Born in Tulsa, Okla., to Constance, a homemaker, and Marion, an interior designer, Woodard could have thrown in the towel when she moved to Los Angeles more than four decades ago and was repeatedly told there were no roles in Hollywood for African Americans. Instead, she has won four Emmys, three for guest appearances on TV series (The Practice, Hill Street Blues and L.A. Law) and one for her starring role as a small-town nurse in the acclaimed TV movie about the Tuskegee syphilis experiment, Miss Evers' Boys. (For proof of her gift for turning in magnetic, delicately observed performances, regardless of the size of the role: She has been an Emmy nominee a record-breaking 18 times.) The West Coast transplant readily adopted California attitudes toward health, fitness and aging. "It's that, 'You're only as old as you feel,'" says Woodard, who recalled being dumbfounded as she listened to classmates at her 15-year high school reunion talking as if their best years were over. "People had just recently turned 30 and were already complaining about their knees and saying things like, 'At our age …' 'At your age' what? I'm a friend of [actor-director] Norman Lloyd, who, for God's sake, is 101 and playing tennis and has a beautiful girlfriend-companion. Age is what you decide you want it to be. I am still in motion here."

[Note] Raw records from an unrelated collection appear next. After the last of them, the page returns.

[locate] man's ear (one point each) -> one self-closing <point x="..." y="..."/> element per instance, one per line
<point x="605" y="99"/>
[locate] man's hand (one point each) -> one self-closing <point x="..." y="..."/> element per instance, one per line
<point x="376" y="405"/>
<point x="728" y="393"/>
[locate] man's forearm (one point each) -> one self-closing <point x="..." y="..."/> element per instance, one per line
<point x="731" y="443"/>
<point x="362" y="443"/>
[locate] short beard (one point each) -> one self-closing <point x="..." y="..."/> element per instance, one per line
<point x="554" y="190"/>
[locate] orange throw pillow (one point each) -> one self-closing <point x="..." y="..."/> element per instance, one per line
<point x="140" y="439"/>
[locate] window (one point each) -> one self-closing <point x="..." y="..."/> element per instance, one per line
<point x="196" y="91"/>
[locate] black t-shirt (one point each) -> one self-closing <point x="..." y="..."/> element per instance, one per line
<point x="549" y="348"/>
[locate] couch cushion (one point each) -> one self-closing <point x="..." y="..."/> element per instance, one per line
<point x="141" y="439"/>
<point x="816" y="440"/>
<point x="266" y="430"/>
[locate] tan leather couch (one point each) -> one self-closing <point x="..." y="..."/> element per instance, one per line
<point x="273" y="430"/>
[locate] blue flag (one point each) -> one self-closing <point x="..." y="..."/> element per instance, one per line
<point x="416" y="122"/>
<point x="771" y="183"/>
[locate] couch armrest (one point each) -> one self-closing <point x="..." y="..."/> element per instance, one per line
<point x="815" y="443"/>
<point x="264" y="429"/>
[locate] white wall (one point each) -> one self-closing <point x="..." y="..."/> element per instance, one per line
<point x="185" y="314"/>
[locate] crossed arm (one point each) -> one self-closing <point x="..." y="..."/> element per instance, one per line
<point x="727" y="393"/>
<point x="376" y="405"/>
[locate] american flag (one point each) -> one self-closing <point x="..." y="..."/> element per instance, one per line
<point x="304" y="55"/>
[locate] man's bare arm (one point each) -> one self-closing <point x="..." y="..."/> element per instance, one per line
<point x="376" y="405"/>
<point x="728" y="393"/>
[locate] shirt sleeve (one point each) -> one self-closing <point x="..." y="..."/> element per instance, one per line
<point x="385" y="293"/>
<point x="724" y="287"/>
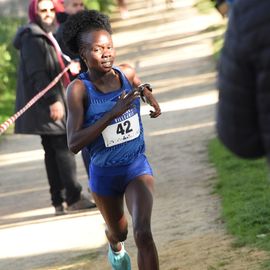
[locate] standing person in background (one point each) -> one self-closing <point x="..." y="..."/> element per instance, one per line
<point x="104" y="115"/>
<point x="40" y="63"/>
<point x="243" y="117"/>
<point x="72" y="7"/>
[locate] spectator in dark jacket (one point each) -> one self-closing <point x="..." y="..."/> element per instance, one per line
<point x="72" y="7"/>
<point x="40" y="63"/>
<point x="243" y="119"/>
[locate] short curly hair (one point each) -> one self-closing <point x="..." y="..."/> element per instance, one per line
<point x="81" y="22"/>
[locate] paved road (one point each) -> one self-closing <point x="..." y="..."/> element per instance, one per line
<point x="171" y="50"/>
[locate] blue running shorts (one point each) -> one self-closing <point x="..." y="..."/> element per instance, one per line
<point x="112" y="181"/>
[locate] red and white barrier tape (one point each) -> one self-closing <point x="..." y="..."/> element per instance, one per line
<point x="4" y="126"/>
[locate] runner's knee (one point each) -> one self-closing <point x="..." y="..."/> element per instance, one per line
<point x="143" y="237"/>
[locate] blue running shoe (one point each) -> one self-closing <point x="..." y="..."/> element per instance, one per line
<point x="119" y="260"/>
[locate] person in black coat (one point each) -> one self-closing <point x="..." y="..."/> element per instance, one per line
<point x="72" y="7"/>
<point x="243" y="115"/>
<point x="40" y="63"/>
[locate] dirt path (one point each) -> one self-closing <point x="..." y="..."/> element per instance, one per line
<point x="171" y="50"/>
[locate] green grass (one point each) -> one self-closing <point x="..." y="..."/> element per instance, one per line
<point x="244" y="188"/>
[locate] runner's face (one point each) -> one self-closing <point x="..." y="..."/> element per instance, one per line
<point x="98" y="50"/>
<point x="73" y="6"/>
<point x="46" y="12"/>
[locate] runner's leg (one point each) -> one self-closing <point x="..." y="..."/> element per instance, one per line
<point x="139" y="202"/>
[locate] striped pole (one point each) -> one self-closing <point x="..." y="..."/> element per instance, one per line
<point x="4" y="126"/>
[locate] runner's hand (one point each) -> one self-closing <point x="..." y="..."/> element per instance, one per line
<point x="152" y="102"/>
<point x="124" y="103"/>
<point x="57" y="111"/>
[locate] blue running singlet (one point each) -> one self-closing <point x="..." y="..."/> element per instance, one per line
<point x="120" y="146"/>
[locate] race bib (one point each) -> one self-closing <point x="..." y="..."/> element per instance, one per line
<point x="123" y="129"/>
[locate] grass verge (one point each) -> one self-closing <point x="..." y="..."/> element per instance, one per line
<point x="244" y="189"/>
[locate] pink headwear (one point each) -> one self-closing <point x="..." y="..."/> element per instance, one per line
<point x="32" y="10"/>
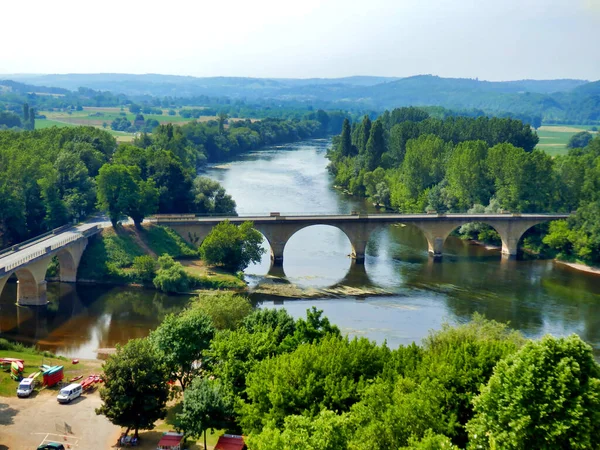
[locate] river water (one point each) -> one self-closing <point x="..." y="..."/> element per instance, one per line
<point x="536" y="297"/>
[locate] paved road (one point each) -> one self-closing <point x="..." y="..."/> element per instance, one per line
<point x="37" y="248"/>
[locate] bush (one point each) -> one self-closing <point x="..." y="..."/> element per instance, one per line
<point x="171" y="277"/>
<point x="144" y="268"/>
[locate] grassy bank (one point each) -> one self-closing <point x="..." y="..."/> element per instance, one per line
<point x="109" y="257"/>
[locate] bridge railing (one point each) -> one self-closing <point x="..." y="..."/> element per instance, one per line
<point x="45" y="250"/>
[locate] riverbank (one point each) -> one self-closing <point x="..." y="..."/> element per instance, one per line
<point x="579" y="266"/>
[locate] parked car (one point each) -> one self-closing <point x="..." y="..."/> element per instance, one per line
<point x="69" y="393"/>
<point x="51" y="446"/>
<point x="26" y="387"/>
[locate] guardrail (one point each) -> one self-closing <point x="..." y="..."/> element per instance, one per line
<point x="43" y="251"/>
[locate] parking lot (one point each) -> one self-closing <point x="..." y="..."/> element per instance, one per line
<point x="26" y="423"/>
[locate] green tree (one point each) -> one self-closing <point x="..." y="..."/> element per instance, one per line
<point x="346" y="140"/>
<point x="232" y="247"/>
<point x="226" y="310"/>
<point x="135" y="388"/>
<point x="210" y="197"/>
<point x="144" y="267"/>
<point x="375" y="146"/>
<point x="580" y="140"/>
<point x="206" y="405"/>
<point x="171" y="276"/>
<point x="326" y="431"/>
<point x="467" y="174"/>
<point x="546" y="396"/>
<point x="182" y="341"/>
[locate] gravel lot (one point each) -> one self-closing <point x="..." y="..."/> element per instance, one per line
<point x="26" y="423"/>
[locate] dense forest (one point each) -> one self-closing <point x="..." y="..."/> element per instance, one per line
<point x="55" y="176"/>
<point x="553" y="101"/>
<point x="410" y="162"/>
<point x="297" y="384"/>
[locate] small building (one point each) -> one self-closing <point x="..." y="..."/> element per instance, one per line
<point x="170" y="441"/>
<point x="230" y="442"/>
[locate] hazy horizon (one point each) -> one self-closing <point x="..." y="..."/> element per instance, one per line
<point x="483" y="39"/>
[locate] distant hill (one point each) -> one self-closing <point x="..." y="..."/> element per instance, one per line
<point x="563" y="100"/>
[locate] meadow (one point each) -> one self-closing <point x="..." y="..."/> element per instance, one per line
<point x="554" y="138"/>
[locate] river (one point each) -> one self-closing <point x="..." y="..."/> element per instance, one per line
<point x="536" y="297"/>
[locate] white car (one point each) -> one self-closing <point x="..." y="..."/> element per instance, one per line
<point x="26" y="387"/>
<point x="69" y="393"/>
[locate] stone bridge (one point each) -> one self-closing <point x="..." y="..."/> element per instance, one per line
<point x="29" y="260"/>
<point x="278" y="229"/>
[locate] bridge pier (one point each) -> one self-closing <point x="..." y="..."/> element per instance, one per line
<point x="31" y="284"/>
<point x="69" y="259"/>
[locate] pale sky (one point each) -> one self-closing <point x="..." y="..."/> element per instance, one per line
<point x="488" y="39"/>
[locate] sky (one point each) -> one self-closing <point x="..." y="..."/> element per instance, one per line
<point x="485" y="39"/>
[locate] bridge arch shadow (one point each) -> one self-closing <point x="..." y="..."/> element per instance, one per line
<point x="474" y="239"/>
<point x="317" y="256"/>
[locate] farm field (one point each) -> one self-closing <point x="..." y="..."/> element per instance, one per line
<point x="102" y="118"/>
<point x="554" y="138"/>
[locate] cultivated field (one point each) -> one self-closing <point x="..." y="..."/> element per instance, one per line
<point x="99" y="117"/>
<point x="554" y="138"/>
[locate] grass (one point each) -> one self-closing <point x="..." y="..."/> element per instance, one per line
<point x="554" y="138"/>
<point x="109" y="257"/>
<point x="33" y="361"/>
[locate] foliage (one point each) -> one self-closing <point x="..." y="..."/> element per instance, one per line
<point x="226" y="310"/>
<point x="206" y="405"/>
<point x="135" y="387"/>
<point x="171" y="276"/>
<point x="326" y="431"/>
<point x="326" y="374"/>
<point x="181" y="342"/>
<point x="232" y="247"/>
<point x="580" y="140"/>
<point x="144" y="267"/>
<point x="545" y="396"/>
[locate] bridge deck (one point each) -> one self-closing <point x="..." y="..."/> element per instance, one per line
<point x="13" y="259"/>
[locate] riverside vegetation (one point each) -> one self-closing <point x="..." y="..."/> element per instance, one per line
<point x="410" y="162"/>
<point x="298" y="384"/>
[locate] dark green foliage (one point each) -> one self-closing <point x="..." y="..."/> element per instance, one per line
<point x="546" y="396"/>
<point x="580" y="140"/>
<point x="232" y="247"/>
<point x="226" y="310"/>
<point x="144" y="268"/>
<point x="135" y="387"/>
<point x="206" y="405"/>
<point x="171" y="276"/>
<point x="182" y="341"/>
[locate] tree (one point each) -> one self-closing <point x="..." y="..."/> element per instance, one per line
<point x="580" y="140"/>
<point x="144" y="267"/>
<point x="327" y="431"/>
<point x="232" y="247"/>
<point x="206" y="405"/>
<point x="546" y="396"/>
<point x="346" y="140"/>
<point x="171" y="277"/>
<point x="181" y="341"/>
<point x="375" y="146"/>
<point x="135" y="388"/>
<point x="121" y="191"/>
<point x="226" y="310"/>
<point x="210" y="197"/>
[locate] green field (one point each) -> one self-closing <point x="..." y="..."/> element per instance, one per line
<point x="98" y="117"/>
<point x="554" y="138"/>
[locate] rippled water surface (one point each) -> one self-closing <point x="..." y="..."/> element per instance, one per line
<point x="536" y="297"/>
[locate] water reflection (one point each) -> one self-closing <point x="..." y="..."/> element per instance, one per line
<point x="79" y="320"/>
<point x="536" y="297"/>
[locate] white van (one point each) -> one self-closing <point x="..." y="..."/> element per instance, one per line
<point x="69" y="393"/>
<point x="26" y="387"/>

DURING A LUNCH BREAK, Fonda and Stone trade notes about their various outfits for the day. "A white number" is Fonda's description of her clinging, curve-hugging floor-length gown, while Stone jokingly categorizes the strappy, barely-there bathing suit and sheer gossamer cover-up she posed in as "a negligee with a black thingy underneath." Stone's positivity is infectious, a sure sign that, after surviving a life-threatening medical emergency, realizing she could get herself back in the game was everything. In 2001, the blond Basic Instinct star suffered a near-fatal massive stroke and subsequent cerebral hemorrhage that lasted nine days. Having spent two years teaching herself to read again, walk without a limp and talk without a stutter, she says, "just being alive is pretty exciting." Seven years later, Stone, who in 1996 won a Golden Globe and was nominated for an Oscar for her turn as a doomed Vegas hustler in Martin Scorsese's Casino, arrived at a career low point: guest-starring in a role as an assistant district attorney on Law & Order: SVU in its 11th season. The experience didn't deter her. Stone's formula for getting herself professionally back on track mixes maturity, confidence and patience. "It was all about consistency, about keeping your cool, having a plan and doing that plan every day," Stone says. "I didn't have enough stamina to hit a home run. In the game of life, you just have to be able to hit single after single after single."